Przywódcy organizacji pozarządowych, Narodowej Konfederacji Pracowników Gwinejskich (CNTG) oraz Unii Pracowników Gwinejskich (USTG) - które w zeszłą środę wezwały do bezterminowego strajku – spotkali się w poniedziałek z Conte i zażądali, aby zrzekł się prezydentury i mianował nowego premiera, który powoła własny rząd.
Ultimatum poprzedzone zostało całodniowymi strajkami i zamieszkami w stolicy państwa – Konakry.
Nowym kandydatem na prezydenta ma być człowiek wolny od militarnej przeszłości, w odróżnieniu od pułkownika Conte, który przejął władzę w Gwinei w 1984 roku w drodze wojskowego zamachu stanu. Prezydent, pomimo swych lat, wciąż stoi na czele armii państwowej. W latach 1993, 1998 i 2003 Conte wygrywał kolejno wszystkie wybory prezydenckie.
„Jeżeli prezydent nie uszanuje naszej propozycji, spotka się powszechnym protestem, a my będziemy zachęcać wszystkich Gwinejczyków, aby aktywnie uczestniczyli w demonstracjach” – powiedział Ibrahima Fontana, sekretarz generalny USTG dla agencji informacyjnej IRIN.

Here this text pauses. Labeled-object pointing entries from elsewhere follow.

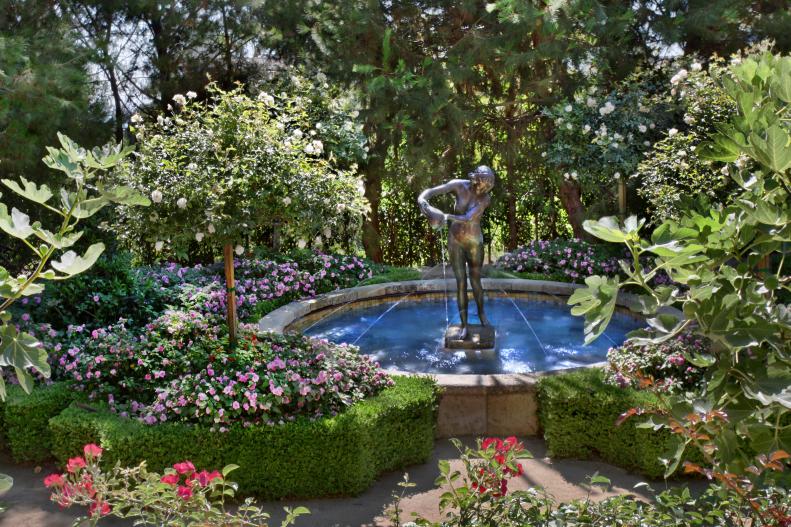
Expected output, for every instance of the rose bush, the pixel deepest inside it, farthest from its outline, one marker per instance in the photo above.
(668, 366)
(566, 260)
(180, 369)
(181, 496)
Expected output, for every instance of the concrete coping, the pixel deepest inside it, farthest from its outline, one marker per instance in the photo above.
(284, 318)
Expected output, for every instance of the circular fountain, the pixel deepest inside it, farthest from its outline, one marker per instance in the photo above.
(486, 391)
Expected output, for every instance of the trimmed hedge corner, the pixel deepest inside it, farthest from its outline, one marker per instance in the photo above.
(25, 419)
(578, 412)
(335, 456)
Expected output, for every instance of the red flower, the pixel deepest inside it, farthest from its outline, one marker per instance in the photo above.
(204, 477)
(75, 464)
(99, 509)
(489, 441)
(185, 467)
(92, 451)
(184, 492)
(170, 479)
(54, 480)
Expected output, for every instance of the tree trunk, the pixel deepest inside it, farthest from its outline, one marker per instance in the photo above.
(571, 196)
(230, 305)
(373, 192)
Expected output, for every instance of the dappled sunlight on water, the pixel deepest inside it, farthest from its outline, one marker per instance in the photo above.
(410, 336)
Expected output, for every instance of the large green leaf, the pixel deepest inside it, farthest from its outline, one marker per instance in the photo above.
(6, 482)
(22, 351)
(71, 263)
(597, 303)
(774, 151)
(781, 82)
(89, 207)
(30, 190)
(17, 224)
(126, 196)
(57, 240)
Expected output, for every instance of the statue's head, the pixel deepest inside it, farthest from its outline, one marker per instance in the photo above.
(482, 179)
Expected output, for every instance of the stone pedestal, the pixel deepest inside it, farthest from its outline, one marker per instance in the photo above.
(478, 337)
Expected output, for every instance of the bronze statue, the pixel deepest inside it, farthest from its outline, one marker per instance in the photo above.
(465, 240)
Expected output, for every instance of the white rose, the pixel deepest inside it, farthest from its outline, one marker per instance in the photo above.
(679, 76)
(266, 98)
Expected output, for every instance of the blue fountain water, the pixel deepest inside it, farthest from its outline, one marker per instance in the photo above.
(408, 336)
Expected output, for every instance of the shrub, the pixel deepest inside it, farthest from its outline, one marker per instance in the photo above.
(578, 413)
(183, 496)
(25, 420)
(110, 289)
(665, 366)
(182, 370)
(571, 259)
(338, 455)
(479, 496)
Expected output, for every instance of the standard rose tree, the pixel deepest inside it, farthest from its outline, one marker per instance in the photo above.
(220, 170)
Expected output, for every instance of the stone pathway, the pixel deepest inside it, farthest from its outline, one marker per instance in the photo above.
(28, 502)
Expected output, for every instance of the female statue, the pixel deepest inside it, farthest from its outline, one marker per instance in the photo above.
(465, 240)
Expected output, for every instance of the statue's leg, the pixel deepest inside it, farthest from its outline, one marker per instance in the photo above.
(459, 264)
(476, 268)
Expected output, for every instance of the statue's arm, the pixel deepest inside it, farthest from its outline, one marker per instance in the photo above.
(436, 217)
(473, 213)
(445, 188)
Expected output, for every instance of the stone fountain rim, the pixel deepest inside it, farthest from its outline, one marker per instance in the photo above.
(280, 319)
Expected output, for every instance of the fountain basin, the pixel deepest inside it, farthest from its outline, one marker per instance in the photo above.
(472, 403)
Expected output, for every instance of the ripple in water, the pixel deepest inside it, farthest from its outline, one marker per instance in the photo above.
(410, 336)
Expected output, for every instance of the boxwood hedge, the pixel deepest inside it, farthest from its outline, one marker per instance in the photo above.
(24, 420)
(578, 412)
(341, 455)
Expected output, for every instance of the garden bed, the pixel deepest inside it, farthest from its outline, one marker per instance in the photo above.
(333, 456)
(578, 413)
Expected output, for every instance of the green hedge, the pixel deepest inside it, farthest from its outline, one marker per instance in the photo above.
(25, 420)
(341, 455)
(578, 412)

Obecnie Gwinea jest jednym z biedniejszych krajów świata, a szerząca się korupcja, niekaralność organów władzy (w tym wojskowych i policji) i rosnące nierówności społeczne, doprowadziły do masowych demonstracji, wzywających do „powrotu do rządów prawa”. Strajki mają być protestem przeciwko rosnącym kosztom życia spowodowanym przede wszystkim trzydziestoprocentową inflacją i trzystuprocentowym wzrostem cen paliwa.
Poniedziałkowe zamieszki w najbiedniejszych dzielnicach Konakry, doprowadziły do ostrych starć pomiędzy ludnością cywilną a służbami bezpieczeństwa. Uzbrojona policja usiłowała rozproszyć tłum, strzelając (głównie w powietrze) z automatycznej broni oraz rozpraszając w powietrzu gaz łzawiący. Na ulicach zapłonęły barykady wzniesione z opon.
Nie ma żadnych doniesień na temat martwych lub rannych, natomiast mieszkańcy miasta oskarżają żandarmów o użycie nadmiernej siły, włamania do domów oraz kradzieże żywności, pieniędzy i telefonów komórkowych.
Poniedziałkowy strajk jest trzecim z kolei po dwóch przeprowadzonych w marcu i czerwcu zeszłego roku. W obu przypadkach strajki zostały odwołane po tym, jak rząd obiecał przywódcom związkowym, że spełni ich żądania i przeprowadzi reformy gospodarcze.
Tym razem związkowcy mają poparcie również obu partii opozycyjnych – Ruchu na rzez Ludu Gwinei (Rally for the Guinean People - RPG) oraz Unii Sił Republikańskich (Union of Republican Forces - UFR) – których liderzy wezwali do obywatelskiego nieposłuszeństwa, w razie niespełnienia ich żądań.